Review: ‘Doomsday’

Get your Mad Max mutant-maniacs-in-monster-machines on.

In the not-so distant future, a contagion called the “Reaper Virus” breaks out in Scotland with such force that the best recourse is to wall up Scotland and let the virus die off with the locals. 25 years later, the virus appears again and in a place it cannot be easily contained. A specialist with a history connected to the original outbreak named Eden Sinclair (Rhona Mitra) is assigned to infiltrate the walled area on a daring mission to find a cure. The only questions is, why would anyone be sent into a plague zone to find a cure unless the government already knew that someone inside had survived the plague?

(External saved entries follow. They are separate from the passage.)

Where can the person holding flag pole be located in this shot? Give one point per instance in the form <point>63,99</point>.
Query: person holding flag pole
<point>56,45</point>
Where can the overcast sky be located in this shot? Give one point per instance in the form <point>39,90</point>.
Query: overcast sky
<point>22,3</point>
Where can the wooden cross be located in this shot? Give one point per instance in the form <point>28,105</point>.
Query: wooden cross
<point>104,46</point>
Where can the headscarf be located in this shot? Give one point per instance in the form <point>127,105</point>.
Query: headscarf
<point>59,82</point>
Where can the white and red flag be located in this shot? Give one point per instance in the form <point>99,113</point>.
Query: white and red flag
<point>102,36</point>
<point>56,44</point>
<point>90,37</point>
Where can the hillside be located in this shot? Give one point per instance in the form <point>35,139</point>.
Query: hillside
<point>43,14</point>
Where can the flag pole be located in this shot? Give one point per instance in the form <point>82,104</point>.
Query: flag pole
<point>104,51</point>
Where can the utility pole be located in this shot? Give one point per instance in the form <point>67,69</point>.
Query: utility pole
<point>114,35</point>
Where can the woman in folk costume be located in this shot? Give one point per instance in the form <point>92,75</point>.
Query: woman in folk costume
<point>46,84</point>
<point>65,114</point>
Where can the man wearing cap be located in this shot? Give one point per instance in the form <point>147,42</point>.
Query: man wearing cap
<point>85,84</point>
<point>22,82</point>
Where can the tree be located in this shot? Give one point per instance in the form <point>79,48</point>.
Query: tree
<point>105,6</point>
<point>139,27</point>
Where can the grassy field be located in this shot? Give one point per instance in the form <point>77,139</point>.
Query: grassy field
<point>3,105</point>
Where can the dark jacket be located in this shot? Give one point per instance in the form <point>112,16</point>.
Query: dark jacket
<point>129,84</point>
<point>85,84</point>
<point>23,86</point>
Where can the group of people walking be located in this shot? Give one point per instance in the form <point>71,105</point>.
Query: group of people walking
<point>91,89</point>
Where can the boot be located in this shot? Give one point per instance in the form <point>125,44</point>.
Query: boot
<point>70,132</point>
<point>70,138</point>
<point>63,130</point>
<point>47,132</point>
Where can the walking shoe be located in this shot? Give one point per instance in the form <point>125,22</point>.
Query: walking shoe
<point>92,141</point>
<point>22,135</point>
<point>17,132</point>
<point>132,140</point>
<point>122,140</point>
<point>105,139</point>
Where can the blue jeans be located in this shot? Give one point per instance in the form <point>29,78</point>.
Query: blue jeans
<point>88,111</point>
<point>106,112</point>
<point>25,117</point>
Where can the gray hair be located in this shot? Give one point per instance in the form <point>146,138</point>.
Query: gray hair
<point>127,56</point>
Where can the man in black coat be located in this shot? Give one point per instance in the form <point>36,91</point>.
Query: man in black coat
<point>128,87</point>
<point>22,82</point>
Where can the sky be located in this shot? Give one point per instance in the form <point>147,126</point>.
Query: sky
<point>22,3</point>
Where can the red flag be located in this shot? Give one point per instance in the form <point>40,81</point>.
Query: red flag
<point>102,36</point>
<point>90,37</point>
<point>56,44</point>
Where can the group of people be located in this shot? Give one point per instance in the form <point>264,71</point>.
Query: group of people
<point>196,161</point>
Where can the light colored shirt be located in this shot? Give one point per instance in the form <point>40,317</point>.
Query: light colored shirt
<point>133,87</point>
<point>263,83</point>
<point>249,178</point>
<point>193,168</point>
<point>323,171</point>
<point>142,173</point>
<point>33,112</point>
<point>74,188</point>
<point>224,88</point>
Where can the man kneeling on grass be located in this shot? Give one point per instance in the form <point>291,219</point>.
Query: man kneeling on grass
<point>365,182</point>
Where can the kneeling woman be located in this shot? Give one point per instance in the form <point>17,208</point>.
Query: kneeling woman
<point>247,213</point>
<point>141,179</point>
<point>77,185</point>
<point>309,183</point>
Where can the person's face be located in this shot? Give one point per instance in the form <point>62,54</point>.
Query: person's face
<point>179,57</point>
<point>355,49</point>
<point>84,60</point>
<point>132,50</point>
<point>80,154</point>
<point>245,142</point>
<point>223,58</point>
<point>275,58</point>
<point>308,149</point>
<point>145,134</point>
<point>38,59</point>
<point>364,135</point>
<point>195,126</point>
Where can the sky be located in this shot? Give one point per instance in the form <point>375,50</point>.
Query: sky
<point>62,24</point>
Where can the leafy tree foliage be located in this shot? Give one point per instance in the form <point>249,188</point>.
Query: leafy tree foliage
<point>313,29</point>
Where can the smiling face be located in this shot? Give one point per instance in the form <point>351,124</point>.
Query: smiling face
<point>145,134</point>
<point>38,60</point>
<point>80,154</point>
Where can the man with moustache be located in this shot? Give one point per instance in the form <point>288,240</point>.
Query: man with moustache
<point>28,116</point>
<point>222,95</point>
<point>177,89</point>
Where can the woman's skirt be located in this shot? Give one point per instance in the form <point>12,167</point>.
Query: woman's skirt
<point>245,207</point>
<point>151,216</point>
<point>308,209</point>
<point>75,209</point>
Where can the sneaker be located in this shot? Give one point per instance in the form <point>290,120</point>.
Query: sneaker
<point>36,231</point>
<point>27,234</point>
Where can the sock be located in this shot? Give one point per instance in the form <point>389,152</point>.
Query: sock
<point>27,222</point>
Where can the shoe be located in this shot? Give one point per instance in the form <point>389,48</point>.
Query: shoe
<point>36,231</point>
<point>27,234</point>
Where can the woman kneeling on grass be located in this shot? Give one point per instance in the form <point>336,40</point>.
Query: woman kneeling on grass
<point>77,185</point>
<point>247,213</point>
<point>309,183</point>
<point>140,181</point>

From Mad Max to Escape from New York to Outbreak, Doomsday gleefully borrows from everything, even it’s Kate Beckinsale look-alike Underworld heroine (no, she’s not a vampire this time). Still, with above-average effects for a small budgeted film, the action is plentiful even if the story is obvious. After all, you’ve seen bits and pieces of it everywhere already. If you miss the days of Mel Gibson being chased down by Aussie mutants in makeshift killer cars, you’ve found your new favorite film.

When new-found would-be action star Rhona Mitra arrives on-scene at the films start, she immediately establishes that she’s no pushover and spends her “vulnerable” moments quiet and alone. While the character herself isn’t overly complex, it’s always interesting to see how much more a female has to dish out to be taken seriously than her male action-hero counterpart. Whenever a woman shows vulnerability, she too quickly becomes a damsel in distress (even Underworld let this slip), but in Doomsday, the heroine keeps her private life private and her professional life on the edge. While the story doesn’t always make the best use of her decisions, it’s refreshing to see this kind of originality with what could have been a one-dimensional Beckinsale clone.

With plenty of action, earth-shaking implications, and over-the-top humor, Doomsday is more of a love letter to the apocalyptic action genre than anything attempting to be an original piece of cinema, and there’s plenty to enjoy for that reason alone. Sure, it’s open for a sequel and darn those clever bad guys for being so stupid at the same time, but it’s been a while since we’ve seen this kind of pointless carnage and only the remake of Death Race 2000 coming up in the foreseeable to satisfy it. Until then, enjoy.